"Be it ever so crumbled...
...this kitchen has been your home"

Somewhere around the time when I'm ready to move my trailer to your home, you need to get ready to "lose your current kitchen."

Most remodelers, and that used to include me, have no system in place to help you prepare emotionally for that event. They just sort of unceremoniously "show up" one day, and put your old kitchen in the Dumpster.

Well, I still put your old kitchen in the dumpster all right, but I have a suggestion for you which may make the whole thing a more meaningful and pleasant experience for you, and help eliminate a couple of potential unpleasant surprises. You see, this old kitchen has served you well, and many of your family's and your memories were made, right here in this setting.

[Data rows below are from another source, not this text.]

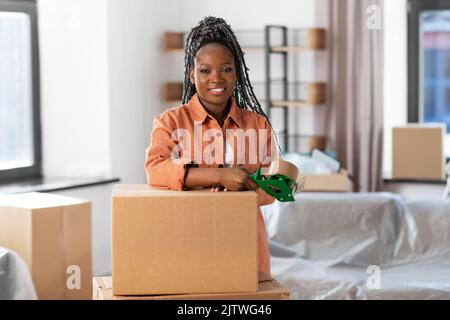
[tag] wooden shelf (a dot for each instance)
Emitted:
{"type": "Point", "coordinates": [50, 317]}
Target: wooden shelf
{"type": "Point", "coordinates": [314, 39]}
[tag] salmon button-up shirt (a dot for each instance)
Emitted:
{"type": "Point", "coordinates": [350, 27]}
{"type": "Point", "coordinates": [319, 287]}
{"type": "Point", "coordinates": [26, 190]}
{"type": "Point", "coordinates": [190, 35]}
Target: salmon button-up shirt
{"type": "Point", "coordinates": [187, 136]}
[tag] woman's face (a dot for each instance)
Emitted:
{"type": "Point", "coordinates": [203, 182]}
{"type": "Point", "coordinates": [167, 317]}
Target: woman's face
{"type": "Point", "coordinates": [214, 75]}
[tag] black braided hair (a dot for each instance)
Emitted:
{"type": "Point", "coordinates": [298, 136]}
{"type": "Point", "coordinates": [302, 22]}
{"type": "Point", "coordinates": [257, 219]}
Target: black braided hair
{"type": "Point", "coordinates": [216, 30]}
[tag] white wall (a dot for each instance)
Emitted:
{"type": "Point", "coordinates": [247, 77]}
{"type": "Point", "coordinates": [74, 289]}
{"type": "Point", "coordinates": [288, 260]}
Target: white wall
{"type": "Point", "coordinates": [74, 88]}
{"type": "Point", "coordinates": [101, 72]}
{"type": "Point", "coordinates": [137, 66]}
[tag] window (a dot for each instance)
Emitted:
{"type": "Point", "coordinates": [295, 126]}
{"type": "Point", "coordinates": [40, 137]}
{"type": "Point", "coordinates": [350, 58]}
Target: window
{"type": "Point", "coordinates": [20, 149]}
{"type": "Point", "coordinates": [429, 61]}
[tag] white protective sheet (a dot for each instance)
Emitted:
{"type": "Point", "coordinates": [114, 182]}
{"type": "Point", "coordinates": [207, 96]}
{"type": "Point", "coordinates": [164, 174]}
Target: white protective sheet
{"type": "Point", "coordinates": [323, 244]}
{"type": "Point", "coordinates": [15, 278]}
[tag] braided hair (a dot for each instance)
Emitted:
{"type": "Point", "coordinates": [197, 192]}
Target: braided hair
{"type": "Point", "coordinates": [216, 30]}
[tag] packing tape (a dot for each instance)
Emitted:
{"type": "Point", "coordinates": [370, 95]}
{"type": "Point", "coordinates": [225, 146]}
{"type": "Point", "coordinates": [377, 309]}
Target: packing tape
{"type": "Point", "coordinates": [283, 168]}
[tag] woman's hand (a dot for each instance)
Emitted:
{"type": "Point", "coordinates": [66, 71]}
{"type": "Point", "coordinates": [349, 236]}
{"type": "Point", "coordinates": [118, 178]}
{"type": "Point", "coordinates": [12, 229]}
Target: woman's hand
{"type": "Point", "coordinates": [234, 179]}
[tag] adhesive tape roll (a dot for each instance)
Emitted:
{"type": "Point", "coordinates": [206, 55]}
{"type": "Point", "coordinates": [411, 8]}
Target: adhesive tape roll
{"type": "Point", "coordinates": [284, 168]}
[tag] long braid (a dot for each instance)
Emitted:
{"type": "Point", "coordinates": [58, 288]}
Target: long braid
{"type": "Point", "coordinates": [212, 29]}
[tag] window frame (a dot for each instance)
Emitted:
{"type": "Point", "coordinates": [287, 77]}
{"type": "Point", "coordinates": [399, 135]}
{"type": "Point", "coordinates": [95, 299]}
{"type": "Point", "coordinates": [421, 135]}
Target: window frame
{"type": "Point", "coordinates": [28, 7]}
{"type": "Point", "coordinates": [415, 7]}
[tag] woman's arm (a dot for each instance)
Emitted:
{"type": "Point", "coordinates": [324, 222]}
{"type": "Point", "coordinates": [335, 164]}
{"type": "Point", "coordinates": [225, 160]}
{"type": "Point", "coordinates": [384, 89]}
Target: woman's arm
{"type": "Point", "coordinates": [232, 179]}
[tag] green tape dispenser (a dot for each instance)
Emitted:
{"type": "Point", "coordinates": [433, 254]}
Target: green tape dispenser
{"type": "Point", "coordinates": [281, 181]}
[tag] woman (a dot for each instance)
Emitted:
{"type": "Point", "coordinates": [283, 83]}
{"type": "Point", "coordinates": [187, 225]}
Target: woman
{"type": "Point", "coordinates": [219, 134]}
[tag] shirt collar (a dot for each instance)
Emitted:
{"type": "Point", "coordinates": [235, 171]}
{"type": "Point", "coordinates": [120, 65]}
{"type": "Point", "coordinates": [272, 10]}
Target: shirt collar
{"type": "Point", "coordinates": [198, 112]}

When you come home tomorrow though, that setting, those places that go with your family memories, will be gone forever.


So my suggestion to you, is a big, or little, RITUAL, which goes as follows:

  1. Call together your family, friends, relatives, neighbors etc. into the space.
  2. Ask everyone in turn as you go around the room, (children especially) to share their memories of their times in the space. (be prepared to laugh and cry, but listen carefully to everyone)
  3. Take lots of pictures of the space and the people in it.
  4. Ask everyone if there is any part of the space that has real meaning to him or her, and ask if they would like to have it as a momento. Surround that piece with some masking tape, put their name on it, and I will save it for them.
  5. Propose a toast to the OLD kitchen, thanking it for it's long and faithful service to you and your people. (Like the Velveteen Rabbit, it has given it's all to you, and that it's tattered and torn state is a badge of well earned love.)
  6. Drink another toast, welcoming the NEW kitchen that's coming soon to this space, and maybe speculate about all the memories that will be made there in the future. Usually our memories of the past are far more vivid than our visions of the future.
  7. Take one last look, say thanks, and at some point remove everything to be salvaged before I come to dismantle the old assembly.

This may sound a little corny, but, you may be very surprised at the emotions and bonding that will take place. It will never be a complete closing, and it may even feel a little staged and scripted, but believe me, it is far better for me to suggest it, than to have you ambushed by the "foreverness " of the loss, after it is all gone.